May you live long, my cute, one-eyed arboreal salamander!

ps 03/30/14 - After looking at my pictures of another arboreal salamander, I think the toe count is supposed to be 4 in the front and 5 in the back.  This individual is missing more than an eye, as its toe count is off.  I believe the slender salamanders (Batrachoseps spp.) are the only group with a max of 4 toes in the back.  Right?

Risso's dolphins
Grampus griseus

From our office window this morning I noticed the familiar, large disturbance in the bay waters - it looked like the v-shaped wake of a massive cruise ship, with a smattering of large, grey dorsal fins and spouts of white water. We quickly grabbed the camera and binoculars and ran out to the balcony to watch these dolphins. We estimate that there were almost a hundred individuals in this particular group. They were porpoising, spouting, breaching, and fluke waving, moving northward, and then seemed to stop right in front of us to feed. There was a large flock of gulls on the water surface, too.

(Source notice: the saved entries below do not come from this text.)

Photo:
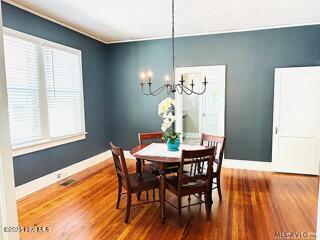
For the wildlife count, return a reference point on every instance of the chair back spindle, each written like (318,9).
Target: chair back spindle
(218,143)
(120,165)
(196,159)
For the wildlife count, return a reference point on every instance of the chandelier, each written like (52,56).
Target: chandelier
(169,85)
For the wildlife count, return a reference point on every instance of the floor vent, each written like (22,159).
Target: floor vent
(68,182)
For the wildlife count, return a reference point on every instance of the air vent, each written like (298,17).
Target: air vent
(68,182)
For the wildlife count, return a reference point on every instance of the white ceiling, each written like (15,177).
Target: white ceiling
(123,20)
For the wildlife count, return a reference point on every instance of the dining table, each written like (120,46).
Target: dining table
(160,155)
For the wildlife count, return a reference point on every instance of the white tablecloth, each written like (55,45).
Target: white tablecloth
(161,150)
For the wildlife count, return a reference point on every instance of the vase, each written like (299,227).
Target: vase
(173,147)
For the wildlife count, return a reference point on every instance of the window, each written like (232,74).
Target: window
(45,95)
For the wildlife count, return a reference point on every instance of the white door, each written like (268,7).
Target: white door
(296,120)
(213,102)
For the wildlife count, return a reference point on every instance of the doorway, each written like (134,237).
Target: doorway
(296,132)
(204,113)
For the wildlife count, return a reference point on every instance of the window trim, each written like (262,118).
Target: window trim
(47,142)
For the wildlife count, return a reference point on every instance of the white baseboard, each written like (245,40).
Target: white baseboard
(246,164)
(191,135)
(42,182)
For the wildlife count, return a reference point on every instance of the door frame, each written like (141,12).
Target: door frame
(8,207)
(178,97)
(276,114)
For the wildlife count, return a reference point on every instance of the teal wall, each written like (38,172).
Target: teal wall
(251,58)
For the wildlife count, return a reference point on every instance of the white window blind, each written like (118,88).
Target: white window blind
(22,71)
(44,86)
(63,81)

I still vividly recall 2 years ago, witnessing a dolphin group at least 10 times this size, as far as I could see left to right, heading south towards the Monterey Bay Aquarium, during a pretty pink sunrise with a handful of boats tagging along; too bad I didn't think to take a picture back then. We like to quip to guests that the easiest way we spot whales and such in the bay is to keep a lookout for any congregation of whale watching boats. In 2009, I saw only 1 humpback from our balcony in late April without the aid of grouped boats, which was disappointing after we had numerous whale and dolphin sightings in 2008.

Even though we borrowed a cetacean book from a friend and learned about the identifying characteristics of spouts shapes, we had to reference one of the whale watching boat sites to deduce that it was a Risso's dolphin that we saw this morning. In addition to having poor zoom quality it's been drizzling, so my pictures aren't very good. At the very least, I'm glad to be recording our dolphin observation on this blog.